Polynomials and Girard If the polynomial $P(x)=x^3 - 3x^2  -7x -1$ has roots $a,b,c$, find the value of $(\frac{1}{a-b}  + \frac{1}{b-c} + \frac{1}{c-a})^2$.
My attempt:
I developed the expression and by Girard I was able to simplify the numerator by finding an integer. But the denominator couldn't
 A: 
by Girard I was able to simplify the numerator by finding an integer

This leaves the denominator to calculate, which, as noted in a comment, is actually the discriminant of the cubic (for verification, its value is $1300$ per WA).
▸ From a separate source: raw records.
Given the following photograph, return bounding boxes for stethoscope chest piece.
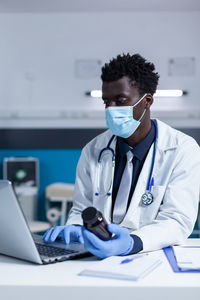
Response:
[141,191,153,206]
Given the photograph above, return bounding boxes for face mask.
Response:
[106,94,147,138]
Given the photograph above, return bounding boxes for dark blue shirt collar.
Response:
[117,122,156,161]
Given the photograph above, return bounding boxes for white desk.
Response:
[0,239,200,300]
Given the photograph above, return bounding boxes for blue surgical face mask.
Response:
[106,94,147,138]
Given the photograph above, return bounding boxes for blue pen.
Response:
[149,177,154,192]
[120,253,148,264]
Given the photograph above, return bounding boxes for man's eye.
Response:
[116,98,127,105]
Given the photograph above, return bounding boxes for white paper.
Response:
[79,254,161,280]
[173,246,200,270]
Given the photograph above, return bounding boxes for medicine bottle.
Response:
[82,206,112,241]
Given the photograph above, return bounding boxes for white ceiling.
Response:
[0,0,200,13]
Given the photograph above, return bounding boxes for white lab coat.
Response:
[67,120,200,251]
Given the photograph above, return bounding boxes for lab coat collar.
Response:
[95,119,178,152]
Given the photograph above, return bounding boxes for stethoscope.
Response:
[95,121,158,206]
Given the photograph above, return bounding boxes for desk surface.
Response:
[0,239,200,300]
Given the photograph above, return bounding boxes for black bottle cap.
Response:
[82,206,98,223]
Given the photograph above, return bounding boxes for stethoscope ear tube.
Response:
[141,120,158,206]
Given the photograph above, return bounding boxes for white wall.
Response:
[0,12,200,127]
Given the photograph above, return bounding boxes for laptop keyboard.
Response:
[36,243,77,257]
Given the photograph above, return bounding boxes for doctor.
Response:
[44,54,200,258]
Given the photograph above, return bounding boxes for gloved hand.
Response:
[43,225,83,244]
[82,224,134,258]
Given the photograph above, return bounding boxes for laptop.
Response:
[0,180,91,264]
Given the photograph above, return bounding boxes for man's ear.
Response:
[145,94,153,109]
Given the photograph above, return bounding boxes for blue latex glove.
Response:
[82,224,134,258]
[43,225,84,244]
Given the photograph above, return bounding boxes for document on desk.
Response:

The following is a shortcut to calculate the denominator without using the cubic discriminant formula (or WA).
Completing the cube, $\,P(x) = x^3 - 3x^2 \color{red}{+ 3 x - 3 x} -7x -1= (x-1)^3 - 10(x-1) - 10\,$.
Let $\,Q(t) = P(t+1) = t^3 - 10 t - 10\,$, then the roots of $\,Q(t)\,$ are $\,\alpha=a-1\,$,$\,\beta=b-1\,$,$\,\gamma=c-1\,$, so the denominator $\,(a-b)^2(b-c)^2(c-a)^2 = (\alpha-\beta)^2(\beta-\gamma)^2(\gamma-\alpha)^2\,$.
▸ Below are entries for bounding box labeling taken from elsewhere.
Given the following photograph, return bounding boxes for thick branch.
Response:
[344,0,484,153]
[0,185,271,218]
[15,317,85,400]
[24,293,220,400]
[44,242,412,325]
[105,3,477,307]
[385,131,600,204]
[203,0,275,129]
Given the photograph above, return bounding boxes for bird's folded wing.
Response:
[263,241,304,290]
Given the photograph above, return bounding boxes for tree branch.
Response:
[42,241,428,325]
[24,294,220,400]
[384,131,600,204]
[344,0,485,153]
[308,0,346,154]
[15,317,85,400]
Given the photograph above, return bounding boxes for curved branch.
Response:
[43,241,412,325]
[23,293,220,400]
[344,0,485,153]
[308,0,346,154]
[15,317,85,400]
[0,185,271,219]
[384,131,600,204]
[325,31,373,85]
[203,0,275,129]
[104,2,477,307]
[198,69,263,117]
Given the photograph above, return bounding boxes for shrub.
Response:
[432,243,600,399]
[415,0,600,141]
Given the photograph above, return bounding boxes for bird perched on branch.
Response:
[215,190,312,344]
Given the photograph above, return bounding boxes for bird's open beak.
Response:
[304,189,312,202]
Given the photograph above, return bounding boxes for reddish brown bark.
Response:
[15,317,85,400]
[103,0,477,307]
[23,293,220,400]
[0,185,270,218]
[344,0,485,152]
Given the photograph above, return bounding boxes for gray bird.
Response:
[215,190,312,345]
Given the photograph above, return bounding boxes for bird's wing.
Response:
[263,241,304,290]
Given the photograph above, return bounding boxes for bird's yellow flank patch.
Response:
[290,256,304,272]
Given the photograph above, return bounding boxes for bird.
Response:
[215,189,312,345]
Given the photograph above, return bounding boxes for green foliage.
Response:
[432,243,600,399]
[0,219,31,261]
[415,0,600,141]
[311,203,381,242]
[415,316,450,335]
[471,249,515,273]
Subtracting $\,\alpha^3 - 10 \alpha - 10 = 0\,$ and $\,\beta^3 - 10 \beta- 10 = 0\,$ gives:
$$
0 = \alpha^3-\beta^3 - 10(\alpha-\beta) = (\alpha-\beta)(\alpha^2+\alpha\beta+\beta^2 -10)
$$
The first factor is non-zero since $\,Q(t)\,$ has no multiple roots, so $\,\alpha \ne \beta\,$, then:
$$
\alpha^2+\alpha\beta+\beta^2-10 = 0 \quad\iff\quad (\alpha-\beta)^2 = 10 - 3\alpha\beta = 10 - \frac{30}{\gamma}
$$
Then, using that $\,\alpha+\beta+\gamma=0\,$, $\,\alpha\beta+\alpha\gamma+\beta\gamma=-10\,$, $\,\alpha\beta\gamma = 10\,$ by Vieta's relations:
$$
\require{cancel}
\begin{align}
(\alpha-\beta)^2(\beta-\gamma)^2(\gamma-\alpha)^2 &= \left(10 - \frac{30}{\alpha}\right)\left(10 - \frac{30}{\beta}\right)\left(10 - \frac{30}{\gamma}\right)
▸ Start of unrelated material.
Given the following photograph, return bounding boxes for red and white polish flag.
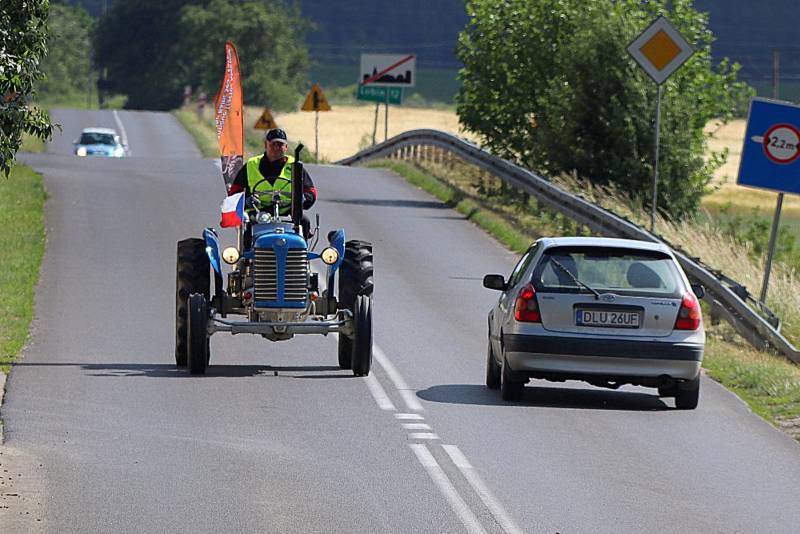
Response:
[219,192,244,228]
\\ &= 1000 - 3000\left(\frac{1}{\alpha}+ \frac{1}{\beta} + \frac{1}{\gamma}\right) \\ &\quad\quad + \cancel{9000\left(\frac{1}{\alpha\beta} + \frac{1}{\beta\gamma} + \frac{1}{\gamma\alpha}\right)} - \frac{27000}{\alpha\beta\gamma}
\\ &= 1000 - 3000 \cdot \frac{-10}{10} - \frac{27000}{10}
\\ &= 1300
\end{align}
$$